I can remember one couple saying they’d had a home birth and, as soon as the midwives left, the snuggled up as a family and toasted with champagne. It sounded so amazing. In reality, I discovered I was far too tired after labour to manage any alcohol related toasts. Bath bombs are the perfect addition to a birth, I really love the Lush ones because they smell so good. And they turn your bath all kinds of magical colours. The only problem is I have to keep them hidden from Ebony otherwise she insists on joining me and she talks over Woman’s Hour.

Flannels. I’ve developed a really weird thing about flannels. Literally all I want to do is sit in a hot bath and wash my face with a flannel. I have no idea why. I’m hoping this symptom will disappear at the end of the pregnancy because if not I think I’m going to end up needing some form of therapy. Flannel withdrawal therapy maybe.

At 39 weeks, I’ve reached that awful stage of pregnancy where all of my clothes are too small.
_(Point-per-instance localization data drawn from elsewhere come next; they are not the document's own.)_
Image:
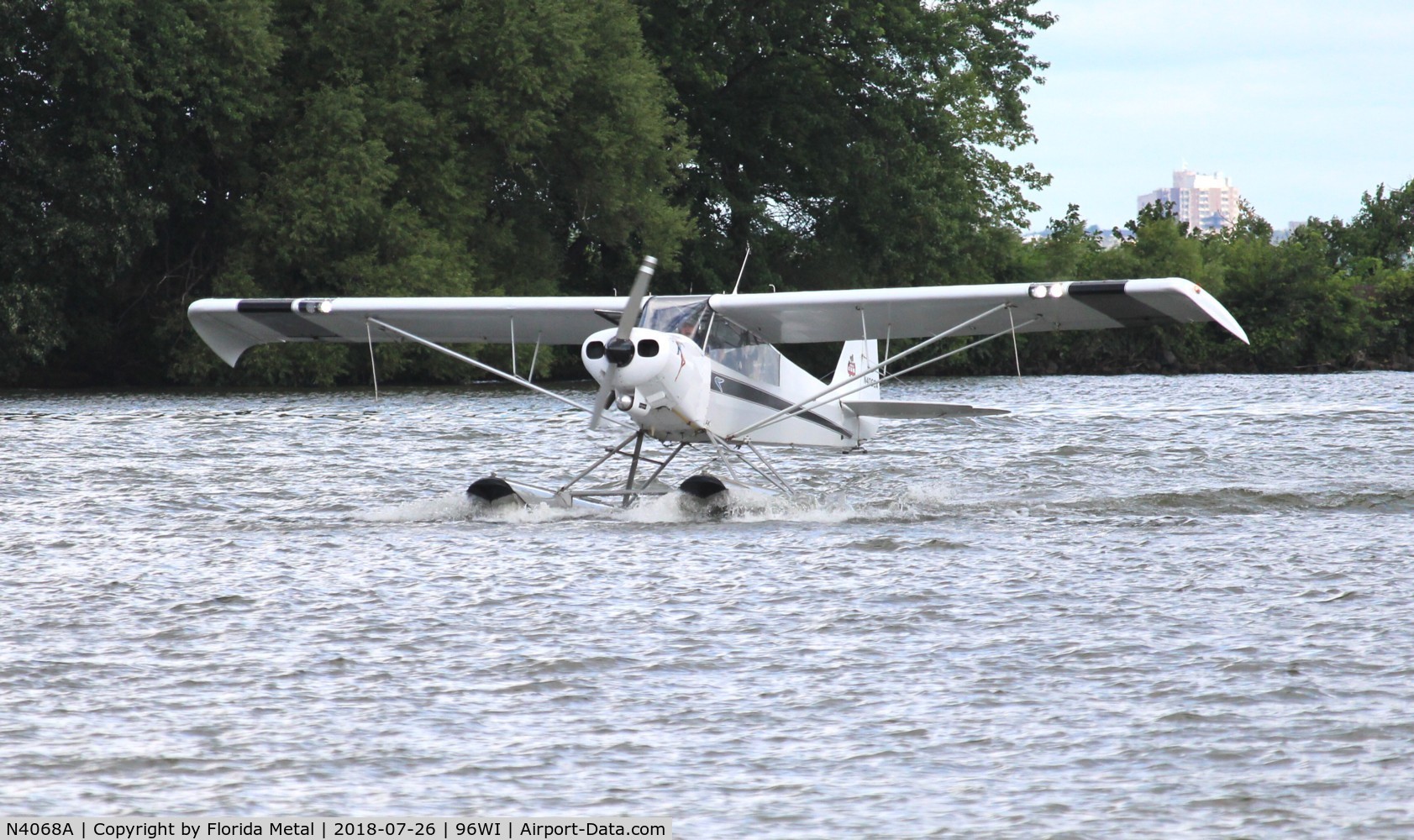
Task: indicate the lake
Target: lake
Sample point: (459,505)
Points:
(1136,606)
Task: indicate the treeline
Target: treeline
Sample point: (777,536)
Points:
(153,153)
(1333,296)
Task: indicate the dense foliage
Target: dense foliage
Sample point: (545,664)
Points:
(155,151)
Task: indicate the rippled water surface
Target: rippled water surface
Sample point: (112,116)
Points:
(1134,607)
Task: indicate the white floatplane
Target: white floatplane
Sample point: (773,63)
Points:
(703,370)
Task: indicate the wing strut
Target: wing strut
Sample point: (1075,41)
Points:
(486,368)
(809,402)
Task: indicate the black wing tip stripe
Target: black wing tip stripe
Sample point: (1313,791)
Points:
(1110,299)
(277,314)
(265,304)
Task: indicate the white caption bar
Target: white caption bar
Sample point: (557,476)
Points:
(333,829)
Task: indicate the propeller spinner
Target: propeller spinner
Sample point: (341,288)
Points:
(619,349)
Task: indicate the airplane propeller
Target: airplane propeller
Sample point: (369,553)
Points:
(619,349)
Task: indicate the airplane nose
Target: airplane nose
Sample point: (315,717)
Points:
(618,351)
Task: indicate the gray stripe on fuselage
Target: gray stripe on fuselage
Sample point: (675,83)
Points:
(751,393)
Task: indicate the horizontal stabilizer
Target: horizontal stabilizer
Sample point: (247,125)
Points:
(915,411)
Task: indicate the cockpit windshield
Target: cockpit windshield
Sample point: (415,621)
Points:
(727,344)
(682,314)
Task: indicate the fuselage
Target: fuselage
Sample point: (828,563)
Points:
(693,372)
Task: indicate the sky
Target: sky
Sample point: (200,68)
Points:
(1304,103)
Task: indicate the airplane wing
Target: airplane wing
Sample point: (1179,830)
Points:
(231,326)
(923,312)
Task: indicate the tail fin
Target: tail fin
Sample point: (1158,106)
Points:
(856,358)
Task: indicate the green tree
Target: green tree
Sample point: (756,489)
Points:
(116,118)
(852,143)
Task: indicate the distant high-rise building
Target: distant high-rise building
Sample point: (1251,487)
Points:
(1202,201)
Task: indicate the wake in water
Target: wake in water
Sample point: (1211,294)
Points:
(910,504)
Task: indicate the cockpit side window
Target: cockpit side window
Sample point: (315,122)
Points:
(741,351)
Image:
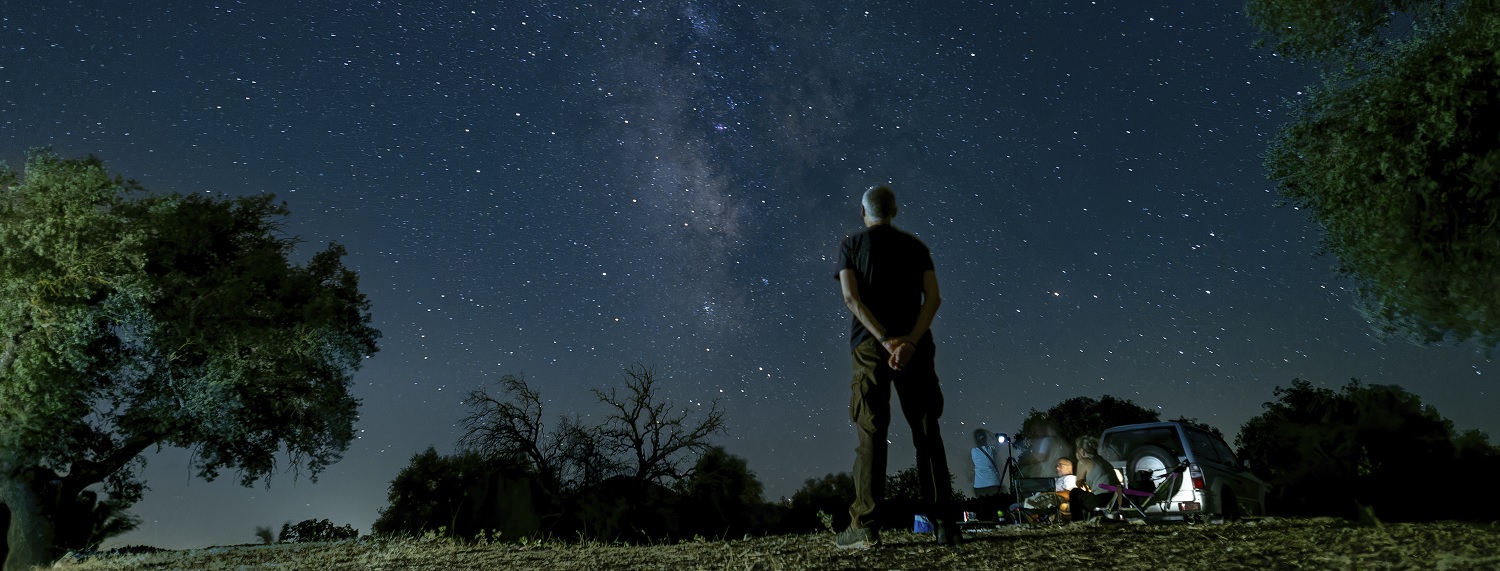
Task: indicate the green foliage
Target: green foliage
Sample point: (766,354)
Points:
(1397,161)
(1329,453)
(132,319)
(309,531)
(1343,30)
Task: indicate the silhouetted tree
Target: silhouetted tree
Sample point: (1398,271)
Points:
(509,426)
(725,496)
(1395,158)
(1331,453)
(1083,415)
(830,495)
(131,321)
(464,495)
(308,531)
(648,433)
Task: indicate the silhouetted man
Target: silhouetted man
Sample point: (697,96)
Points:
(890,286)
The tops that fit me in the second trimester now fail to cover my huge bump. I have found that the only clothes I can really wear are maternity dresses and maternity vests. The vests are great because they’re long enough to cover my belly and also keep me cool. The only problem is I have just two maternity vests and one of them is white so I get about twenty minutes of wear out of it before spilling food all over it.

What were the essential items that got you through the third trimester?